Becoming an Includer starts with our social and professional networks—the groups we get together with on Friday nights or volunteer with at our children’s schools. Do these groups include culturally diverse people? Are all the people we work with advancing at the same rate? If the answer to any of these questions is no, then we should be mindful about ways to be inclusive and how we can contribute to making meaningful change. For example, invite someone who is culturally different to socialize at a work event, or better yet, invite them to your home. 

7 ways to build cultural intelligence and become a more inclusive leader

Increase Your Interest in Other Cultures

Notwithstanding America’s longstanding history of structural and systemic racism, there are many resources in our local libraries, communities, and online to help passive sympathizers of all stripes become committed, informed allies and Includers. One resource includes Waking Up White by Debby Irving, a white woman from Winchester, Massachusetts, who writes about how, in her forties, a graduate school class awoke her to the realities of her own unconscious bias. Or look online to see what culturally diverse activities or events are happening in your community or state. 

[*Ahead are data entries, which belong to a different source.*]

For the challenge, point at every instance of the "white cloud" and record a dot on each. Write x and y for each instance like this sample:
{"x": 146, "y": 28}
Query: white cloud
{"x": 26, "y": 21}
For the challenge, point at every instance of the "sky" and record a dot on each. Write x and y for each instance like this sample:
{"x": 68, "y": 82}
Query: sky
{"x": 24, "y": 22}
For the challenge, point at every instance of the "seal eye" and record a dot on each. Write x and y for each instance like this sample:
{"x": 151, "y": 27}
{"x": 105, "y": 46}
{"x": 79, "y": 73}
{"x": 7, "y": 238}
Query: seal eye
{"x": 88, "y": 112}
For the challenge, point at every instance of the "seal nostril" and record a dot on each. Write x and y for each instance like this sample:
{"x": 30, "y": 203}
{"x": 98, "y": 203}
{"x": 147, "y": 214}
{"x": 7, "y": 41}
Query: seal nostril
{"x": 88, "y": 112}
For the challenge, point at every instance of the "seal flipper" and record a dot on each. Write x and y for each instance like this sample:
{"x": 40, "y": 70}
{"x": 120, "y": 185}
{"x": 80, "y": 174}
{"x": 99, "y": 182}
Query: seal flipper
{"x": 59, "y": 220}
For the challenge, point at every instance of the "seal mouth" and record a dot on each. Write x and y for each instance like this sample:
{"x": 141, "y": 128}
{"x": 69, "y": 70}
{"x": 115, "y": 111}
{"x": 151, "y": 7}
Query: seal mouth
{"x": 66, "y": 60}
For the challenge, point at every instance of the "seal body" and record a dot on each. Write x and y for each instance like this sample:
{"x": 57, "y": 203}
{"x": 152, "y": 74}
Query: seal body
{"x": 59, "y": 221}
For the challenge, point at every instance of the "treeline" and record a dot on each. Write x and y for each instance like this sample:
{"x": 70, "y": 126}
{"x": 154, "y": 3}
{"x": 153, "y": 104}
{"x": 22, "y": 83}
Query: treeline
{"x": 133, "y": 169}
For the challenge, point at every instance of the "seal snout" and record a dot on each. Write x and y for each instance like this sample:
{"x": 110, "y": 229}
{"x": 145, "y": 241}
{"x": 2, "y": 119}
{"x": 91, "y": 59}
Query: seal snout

Engage with Culturally Diverse Colleagues or Neighbors

It’s hard to empathize when you haven’t really lived in somebody’s skin or walked in their shoes—to understand, for instance, the stress factor a Black person confronts every time they walk into a room at work, a store, or a classroom. It’s even harder to understand what that would do to everything from our professional advancement to our children’s physical health. So sit down with a colleague or a friend and just talk about it for a bit. You’ll be amazed with what you might learn.

Prepare to Feel Uncomfortable

Here’s the thing: It’s never easy talking about racism. For whites, it feels like guilt or self-flagellation. But for people of color, it can feel like making an excuse—“pulling the race card” when you speak out about getting seated in the back of the restaurant, or being overlooked at work for an earned promotion. When you start talking about racism, everyone gets nervous and fidgets and squirms. But if racism didn’t make us uncomfortable, that would be a real problem. If you are uncomfortable speaking about racism as a white person, imagine what it’s like for a Black person who has to live with this ugliness every waking day of their life until they die. Ultimately, discomfort is a small price to pay for changes that can create a more racially equitable and just society.

The truth is, Includers can and should demonstrate cultural intelligence, but cultural intelligence is not a stand-alone—it intersects with emotional intelligence. In fact, leaders with emotional intelligence often instinctively know they have to create a work environment in which employees feel like they belong. Being self-aware and socially aware, and being able to self-manage as well as manage your relationships, inherently builds a mindset of empathy and the ability to listen and learn that, in turn, lays the groundwork for improving cultural intelligence and building trust.